Они уже давно из Нижневартовска уехали, в Норильске осели, уже и дети их выросли. И вот открывают архивы. Ей нужно было родственников Гришкиных найти, и она искала, хотя давно все концы в воду. Потом, значит, я родился, на руинах рухнувшего мира, последыш соцлагеря. А потом у бабки получилось, хоть она уже и больная была, а как старалась. Вместе с сестрой его какой-то, седьмой водой на киселе, получили они Гришкино дело, а чей донос-то был?
Шустова Ивана Алексеевича, значит.
Она, между прочим, уже тридцать с хреном лет его фамилию носила, и дети ее носили.
Ну, она вернулась домой, взяла мусорное ведро, сходила на кладбище да вылила на могилу помои. Долго плакала, что он ее жизнь украл, а теперь и его нет, чтобы отомстить. Она б его убила, может, да он успел на тот свет свалить лет семь как.
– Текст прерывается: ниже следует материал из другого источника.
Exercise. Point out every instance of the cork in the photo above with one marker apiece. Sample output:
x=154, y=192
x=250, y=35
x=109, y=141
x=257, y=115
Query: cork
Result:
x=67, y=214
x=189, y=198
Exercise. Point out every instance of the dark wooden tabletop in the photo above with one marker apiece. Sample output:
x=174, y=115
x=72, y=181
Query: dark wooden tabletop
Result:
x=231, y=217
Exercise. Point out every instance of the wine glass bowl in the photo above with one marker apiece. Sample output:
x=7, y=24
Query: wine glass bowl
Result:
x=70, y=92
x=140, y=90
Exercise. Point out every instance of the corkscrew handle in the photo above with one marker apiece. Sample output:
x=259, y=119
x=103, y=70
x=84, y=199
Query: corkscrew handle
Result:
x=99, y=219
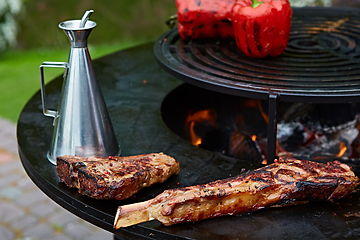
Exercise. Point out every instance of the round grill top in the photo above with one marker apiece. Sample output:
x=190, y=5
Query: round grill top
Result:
x=320, y=64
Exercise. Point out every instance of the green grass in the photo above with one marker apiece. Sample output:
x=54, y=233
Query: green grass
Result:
x=19, y=74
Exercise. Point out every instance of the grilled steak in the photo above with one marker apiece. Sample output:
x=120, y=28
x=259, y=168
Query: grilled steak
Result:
x=115, y=177
x=282, y=183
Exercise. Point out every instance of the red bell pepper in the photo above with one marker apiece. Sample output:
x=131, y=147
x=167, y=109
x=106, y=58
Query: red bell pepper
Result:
x=262, y=28
x=205, y=19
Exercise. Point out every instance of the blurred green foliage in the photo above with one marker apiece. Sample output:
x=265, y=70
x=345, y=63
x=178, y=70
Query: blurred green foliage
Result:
x=117, y=21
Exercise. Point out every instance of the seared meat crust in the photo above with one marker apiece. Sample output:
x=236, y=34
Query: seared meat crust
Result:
x=115, y=177
x=279, y=184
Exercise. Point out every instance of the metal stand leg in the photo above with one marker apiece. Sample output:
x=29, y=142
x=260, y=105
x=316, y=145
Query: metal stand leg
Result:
x=272, y=129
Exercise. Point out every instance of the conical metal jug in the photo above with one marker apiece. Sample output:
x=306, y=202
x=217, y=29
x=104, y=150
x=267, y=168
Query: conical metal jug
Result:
x=82, y=125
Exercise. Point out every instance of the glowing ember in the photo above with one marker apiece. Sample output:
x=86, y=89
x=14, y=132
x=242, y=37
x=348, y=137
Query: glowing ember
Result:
x=203, y=116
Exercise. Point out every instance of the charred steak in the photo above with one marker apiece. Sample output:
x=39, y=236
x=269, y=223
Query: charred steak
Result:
x=115, y=177
x=282, y=183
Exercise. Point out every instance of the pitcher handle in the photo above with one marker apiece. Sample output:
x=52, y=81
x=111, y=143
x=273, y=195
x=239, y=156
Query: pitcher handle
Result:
x=47, y=112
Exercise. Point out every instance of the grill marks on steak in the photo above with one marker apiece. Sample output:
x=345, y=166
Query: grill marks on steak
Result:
x=115, y=177
x=279, y=184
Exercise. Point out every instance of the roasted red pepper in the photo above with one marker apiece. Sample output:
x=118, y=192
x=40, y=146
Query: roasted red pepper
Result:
x=262, y=28
x=205, y=19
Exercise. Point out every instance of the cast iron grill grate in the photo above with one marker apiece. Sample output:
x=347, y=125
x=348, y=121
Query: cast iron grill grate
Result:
x=322, y=60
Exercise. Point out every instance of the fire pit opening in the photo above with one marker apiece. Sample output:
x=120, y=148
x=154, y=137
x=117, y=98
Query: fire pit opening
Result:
x=237, y=126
Вот, значит, про любовь история, про то, как мертвый Гришка помогал моей бабке умирать. Хороший был человек. Так она рассказывала.
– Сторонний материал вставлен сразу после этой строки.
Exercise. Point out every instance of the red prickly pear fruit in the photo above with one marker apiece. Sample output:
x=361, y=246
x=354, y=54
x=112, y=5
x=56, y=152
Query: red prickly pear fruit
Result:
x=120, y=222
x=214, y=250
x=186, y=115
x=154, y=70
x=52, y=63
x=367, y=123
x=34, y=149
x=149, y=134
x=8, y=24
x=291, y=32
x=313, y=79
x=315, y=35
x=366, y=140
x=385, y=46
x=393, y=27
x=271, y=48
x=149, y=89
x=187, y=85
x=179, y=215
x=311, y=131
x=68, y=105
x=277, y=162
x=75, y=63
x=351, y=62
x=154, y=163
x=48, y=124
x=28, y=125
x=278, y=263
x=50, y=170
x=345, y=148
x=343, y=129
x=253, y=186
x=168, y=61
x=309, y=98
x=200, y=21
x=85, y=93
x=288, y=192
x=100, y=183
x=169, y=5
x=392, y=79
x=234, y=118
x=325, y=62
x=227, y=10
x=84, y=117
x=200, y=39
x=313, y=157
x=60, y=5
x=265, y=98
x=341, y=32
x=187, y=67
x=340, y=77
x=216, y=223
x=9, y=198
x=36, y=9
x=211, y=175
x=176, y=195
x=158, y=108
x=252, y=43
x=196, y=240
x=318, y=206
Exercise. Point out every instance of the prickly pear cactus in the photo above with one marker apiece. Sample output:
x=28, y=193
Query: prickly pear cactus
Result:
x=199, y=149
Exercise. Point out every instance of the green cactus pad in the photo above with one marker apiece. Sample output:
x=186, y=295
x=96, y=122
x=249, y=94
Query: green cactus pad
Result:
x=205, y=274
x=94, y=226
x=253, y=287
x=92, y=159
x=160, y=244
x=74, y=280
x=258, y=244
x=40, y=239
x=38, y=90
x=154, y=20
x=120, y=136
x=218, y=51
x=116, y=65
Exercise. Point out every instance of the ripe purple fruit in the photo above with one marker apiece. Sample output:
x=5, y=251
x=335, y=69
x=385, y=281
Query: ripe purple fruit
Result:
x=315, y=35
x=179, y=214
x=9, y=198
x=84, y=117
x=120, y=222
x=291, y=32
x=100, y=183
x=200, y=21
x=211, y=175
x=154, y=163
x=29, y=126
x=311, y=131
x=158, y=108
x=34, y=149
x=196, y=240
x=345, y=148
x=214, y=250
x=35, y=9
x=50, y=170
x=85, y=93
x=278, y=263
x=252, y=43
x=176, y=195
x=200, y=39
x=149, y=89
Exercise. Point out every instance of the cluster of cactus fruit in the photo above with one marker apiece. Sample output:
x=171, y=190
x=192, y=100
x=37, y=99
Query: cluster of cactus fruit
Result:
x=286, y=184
А что про меня, ну я рос. Мамка приходила не часто, но в любом людном месте я ее непременно видел. Когда приходила, я ставил перед ней чашку чая, а она не пила (не то, потому что мертвая была, не то, потому что воспоминание мое и все), а только руки грела.
Смотрела на меня, расспрашивала, а о себе ничего не отвечала. Я подолгу рассказывал ей, как живу, читал книжки и показывал ей все игры на тетрисе. Она смеялась, говорила, смотрела на меня пронзительно и темно, она даже обнимала меня ночами, и хрен с ним, с холодом ее рук, мне было плевать.
— Ну, сынок, совсем ты у меня взрослый, — говорила она с гордостью. — Скоро пойдешь в школу.
Когда пошел в школу, стала спрашивать, куда буду поступать. Была бы жива, подумал я, никогда б не спросила. На том свете не побухаешь, в этом я был уверен.